Talking to users shouldn’t end at the beginning of the design process. Burger also recommends bringing design prototypes to those same target users and seeing their response. This is where even experienced designers can easily be humbled. That one special feature you thought they’d love? They may not even notice it. But they’ll sure notice the flaws.
“As a designer, a product development person, you have to be able to be humble enough to know that people are always going to surprise you,” Burger said. “You have to be open to receiving feedback and being able to share that in a transparent way with the client.”

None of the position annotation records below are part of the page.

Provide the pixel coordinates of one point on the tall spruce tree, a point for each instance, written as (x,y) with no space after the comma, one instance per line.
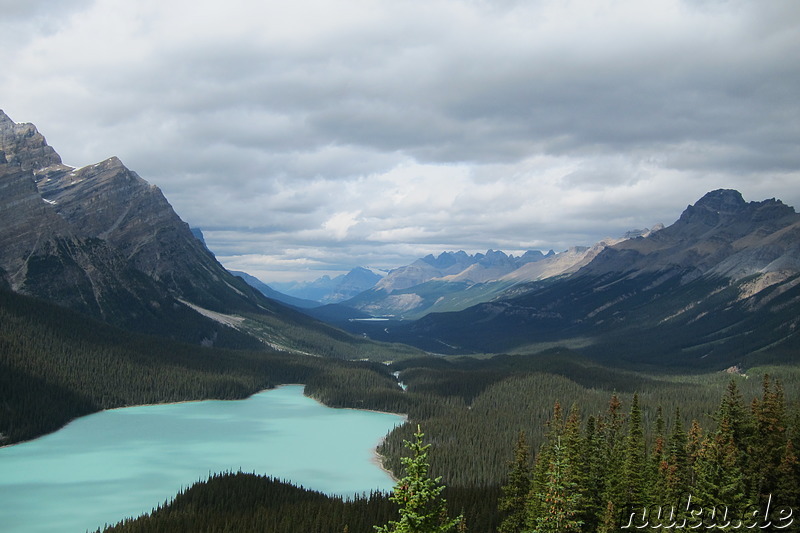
(513,501)
(719,478)
(560,497)
(422,507)
(634,466)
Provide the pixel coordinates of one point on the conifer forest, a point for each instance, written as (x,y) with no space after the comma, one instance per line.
(512,443)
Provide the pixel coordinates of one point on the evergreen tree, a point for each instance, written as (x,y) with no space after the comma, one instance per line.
(422,508)
(513,501)
(720,481)
(634,465)
(560,498)
(769,442)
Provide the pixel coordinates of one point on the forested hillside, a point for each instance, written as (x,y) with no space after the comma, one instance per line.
(56,365)
(564,471)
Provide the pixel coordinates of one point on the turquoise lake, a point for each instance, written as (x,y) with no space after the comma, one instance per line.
(107,466)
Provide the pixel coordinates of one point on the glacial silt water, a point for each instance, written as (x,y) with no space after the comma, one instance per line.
(124,462)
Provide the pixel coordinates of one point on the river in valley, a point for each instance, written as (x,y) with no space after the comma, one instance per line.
(124,462)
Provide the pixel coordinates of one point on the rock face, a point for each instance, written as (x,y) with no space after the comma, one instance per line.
(101,240)
(720,286)
(720,234)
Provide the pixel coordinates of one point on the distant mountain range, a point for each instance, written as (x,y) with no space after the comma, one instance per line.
(102,241)
(719,286)
(327,290)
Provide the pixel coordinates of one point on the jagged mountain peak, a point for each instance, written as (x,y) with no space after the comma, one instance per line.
(723,200)
(24,146)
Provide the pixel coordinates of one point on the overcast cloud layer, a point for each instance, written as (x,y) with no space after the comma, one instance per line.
(313,136)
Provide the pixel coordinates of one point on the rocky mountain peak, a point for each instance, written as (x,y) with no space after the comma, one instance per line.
(24,146)
(722,200)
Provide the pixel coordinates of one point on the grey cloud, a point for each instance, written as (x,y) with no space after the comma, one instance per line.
(572,125)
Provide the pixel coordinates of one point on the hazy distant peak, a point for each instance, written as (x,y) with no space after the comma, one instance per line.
(723,200)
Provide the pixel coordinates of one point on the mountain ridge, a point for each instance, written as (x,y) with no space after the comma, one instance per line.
(719,286)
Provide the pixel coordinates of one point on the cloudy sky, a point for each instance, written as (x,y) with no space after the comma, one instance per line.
(311,136)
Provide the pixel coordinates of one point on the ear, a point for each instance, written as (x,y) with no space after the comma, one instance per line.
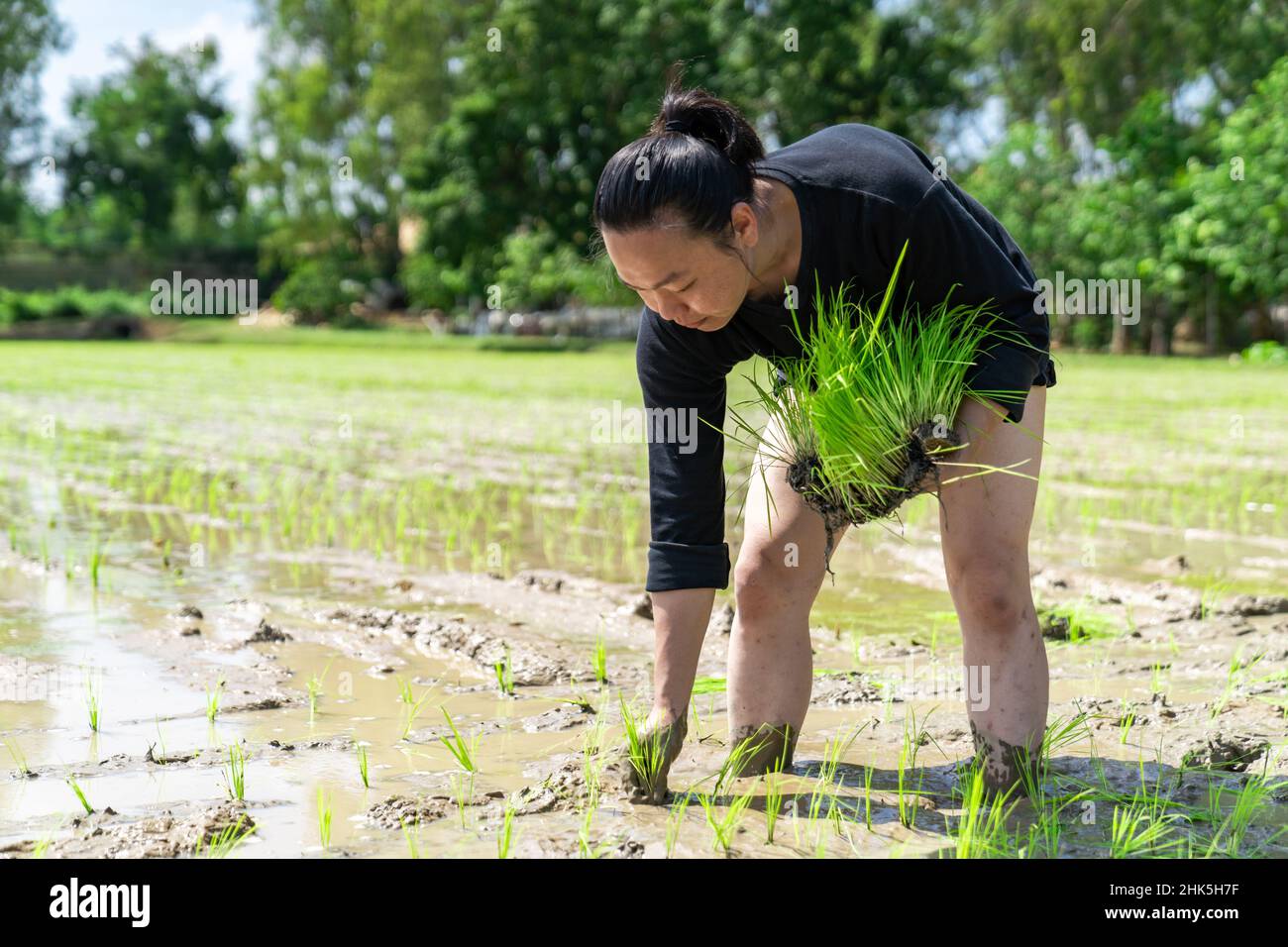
(745,224)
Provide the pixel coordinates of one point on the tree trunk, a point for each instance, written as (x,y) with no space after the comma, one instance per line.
(1211,337)
(1160,331)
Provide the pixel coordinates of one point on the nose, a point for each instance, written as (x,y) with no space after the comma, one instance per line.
(673,311)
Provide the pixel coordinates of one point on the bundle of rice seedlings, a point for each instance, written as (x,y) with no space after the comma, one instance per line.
(870,415)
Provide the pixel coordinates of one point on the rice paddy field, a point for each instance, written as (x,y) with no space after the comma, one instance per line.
(380,595)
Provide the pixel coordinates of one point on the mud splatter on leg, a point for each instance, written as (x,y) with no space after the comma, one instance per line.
(769,748)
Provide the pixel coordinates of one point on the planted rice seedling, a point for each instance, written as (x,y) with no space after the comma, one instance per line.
(235,775)
(674,819)
(599,660)
(460,750)
(18,757)
(505,674)
(325,819)
(1252,795)
(722,827)
(223,843)
(93,699)
(868,421)
(80,795)
(463,789)
(647,753)
(314,685)
(773,805)
(413,706)
(980,830)
(362,766)
(505,835)
(213,699)
(411,835)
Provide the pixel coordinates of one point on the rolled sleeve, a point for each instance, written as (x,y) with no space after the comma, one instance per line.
(949,250)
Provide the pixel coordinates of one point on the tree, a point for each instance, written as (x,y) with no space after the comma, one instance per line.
(149,162)
(1236,222)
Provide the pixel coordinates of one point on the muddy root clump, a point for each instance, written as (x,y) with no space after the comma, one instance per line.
(918,470)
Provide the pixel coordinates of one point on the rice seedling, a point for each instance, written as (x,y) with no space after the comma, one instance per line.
(872,401)
(213,699)
(1137,830)
(325,814)
(599,660)
(505,835)
(1229,838)
(1155,677)
(95,562)
(80,795)
(463,791)
(413,706)
(18,757)
(722,827)
(93,699)
(460,750)
(773,805)
(235,775)
(1073,622)
(412,835)
(647,753)
(867,796)
(1125,723)
(362,766)
(223,843)
(1209,598)
(505,674)
(980,830)
(702,685)
(674,819)
(314,686)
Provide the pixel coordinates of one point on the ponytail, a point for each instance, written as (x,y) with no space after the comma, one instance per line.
(692,166)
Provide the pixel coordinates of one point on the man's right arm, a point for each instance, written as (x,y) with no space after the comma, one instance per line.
(688,558)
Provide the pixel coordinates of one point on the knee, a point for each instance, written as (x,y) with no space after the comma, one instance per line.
(993,600)
(764,581)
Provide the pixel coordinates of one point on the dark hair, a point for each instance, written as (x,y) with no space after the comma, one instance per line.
(698,157)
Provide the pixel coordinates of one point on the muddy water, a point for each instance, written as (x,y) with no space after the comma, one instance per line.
(376,545)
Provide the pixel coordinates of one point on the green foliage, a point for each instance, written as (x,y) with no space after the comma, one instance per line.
(1265,354)
(29,33)
(1237,222)
(536,272)
(867,384)
(69,302)
(317,291)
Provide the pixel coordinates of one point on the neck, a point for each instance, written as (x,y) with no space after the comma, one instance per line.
(778,252)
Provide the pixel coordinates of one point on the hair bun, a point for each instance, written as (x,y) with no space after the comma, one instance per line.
(698,114)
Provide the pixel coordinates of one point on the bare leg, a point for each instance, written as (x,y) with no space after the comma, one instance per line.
(984,528)
(777,577)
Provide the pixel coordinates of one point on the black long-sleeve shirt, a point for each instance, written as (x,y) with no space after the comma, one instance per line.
(862,192)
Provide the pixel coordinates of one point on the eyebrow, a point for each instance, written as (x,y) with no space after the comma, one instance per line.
(670,277)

Don’t neglect that last part. Clients may have different ideas than end users, and you must extend your empathy to them as well.
Empathy in all directions
Most designers have to report to a boss who may not share their expertise. Priority Designs takes on projects from a variety of clients, and ultimately it’s the client—not the end user—who signs off on the design.
What do you do when your client disagrees with your design?
“You have to be mindful, as much as you might not like it, that the client has their own set of internal motivations, drives, requirements, necessities that they need to adhere to. As the designer, I have to respectfully challenge that,” Burger said.
The success of such a challenge will vary from client to client. Many are fixated on cost reduction, but a convincing argument in favor of function, beauty or brand could sway them to spend for a stronger design. Burger recalled persuading one client that a 3D knitted version of their wearable was a better choice than the traditional cut-and-sew method, being more comfortable and fashionable despite having a higher cost.
The argument worked because it was the right choice for the product overall. Designers must take this holistic view throughout the process, balancing the needs of the users and clients alike. Trying on both pairs of shoes.
“It behooves us as consultants, as designers, to be able to think and honor both ends of the product development continuum,” Burger said.
This empathy requires humility—but don’t let your humility turn into humiliation. You’re the design expert. If a client is simply seeking validation of their own opinion, it’s not your ego that’s the problem. Watch out for these clients and avoid them if you can.
Your colleagues, too, deserve empathy. They’ll typically encompass different backgrounds, perspectives and levels of experience. Wherever you’re at in your career, put yourself in your colleagues’ shoes to both help them and learn from them.
Remember, no designer is perfect—and even if they were, they would be perfectly humble.